In most cases, the Supreme Court only hears cases that have been appealed from lower courts. In cases between two or more states, however, the court has original jurisdiction. It generally requires four justices to agree to hear a case.
The suit comes as Paxton faces an FBI criminal investigation related to alleged efforts to help a wealthy campaign donor. The investigation was confirmed by the Associated Press after seven senior lawyers in Paxton's office claimed to authorities in September that Paxton was guilty of abusing his office.
All seven have since been fired, put on leave or resigned, spurring a whistleblower lawsuit from several of them. Paxton has denied wrongdoing.
The case is not the first over the election to reach the justices, though the court has yet to deliver a substantial ruling for either side. In another suit the court could soon weigh in on, Republican Rep. Mike Kelly of Pennsylvania, a Trump ally, is challenging virtually all of the state's mail-in ballots, urging the court to nullify millions of votes.
Biden is projected to win 306 Electoral College votes — 36 more than needed to beat Trump, who is set to receive 232 such votes.
But Trump is refusing to concede to Biden. The president, more than a month after Election Day, continues to falsely insist he won the race while spreading a wide array of unproven conspiracy theories that purport to show electoral or voter fraud.
The president is also pressuring swing-state officials to take action toward overturning the results of their elections. Trump has heaped criticism on Georgia's Republican governor, Brian Kemp, while angrily demanding that he call a special session of the Peach State's legislature in order to appoint pro-Trump electors.
Trump has personally reached out to Kemp and Pennsylvania House Speaker Bryan Cutler, according to reporting from The Washington Post. In November, Trump hosted Republican lawmakers in Michigan at the White House for a meeting. Those lawmakers said after the event that they had no plans to replace Biden's electors.

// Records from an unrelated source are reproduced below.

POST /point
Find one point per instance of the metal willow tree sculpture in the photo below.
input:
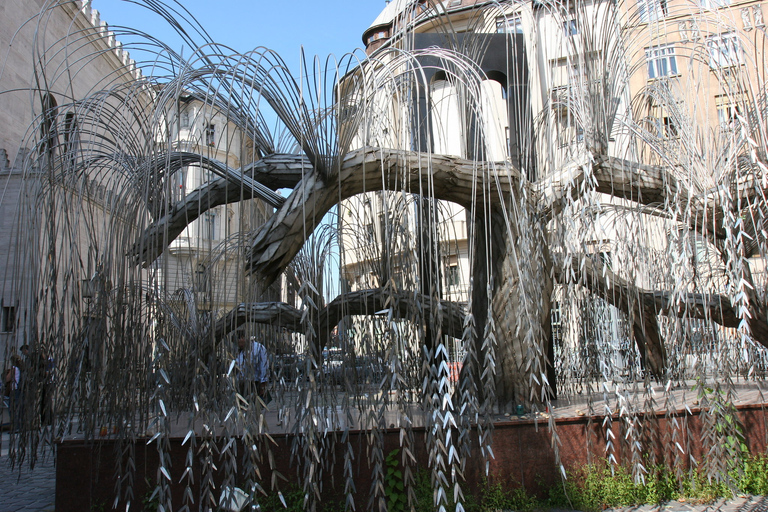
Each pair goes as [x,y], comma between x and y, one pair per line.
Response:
[641,224]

Even before the election, Trump predicted that the Supreme Court would likely decide the results of the race, and pressed the GOP-controlled Senate to confirm Justice Amy Coney Barrett to the bench in time for it to do so.
In recent weeks, however, as his legal challenges have floundered, Trump has acknowledged that he is unlikely to overturn the results of the 2020 election in court.
"Well, the problem is, it's hard to get into the Supreme Court," Trump told Fox News last month in his first full interview since his Nov. 3 defeat.
"I've got the best Supreme Court advocates, lawyers, that want to argue the case, if it gets there. They said, 'It's very hard to get a case up there,'" Trump added. "Can you imagine, Donald Trump, president of the United States, files a case, and I probably can't get a case."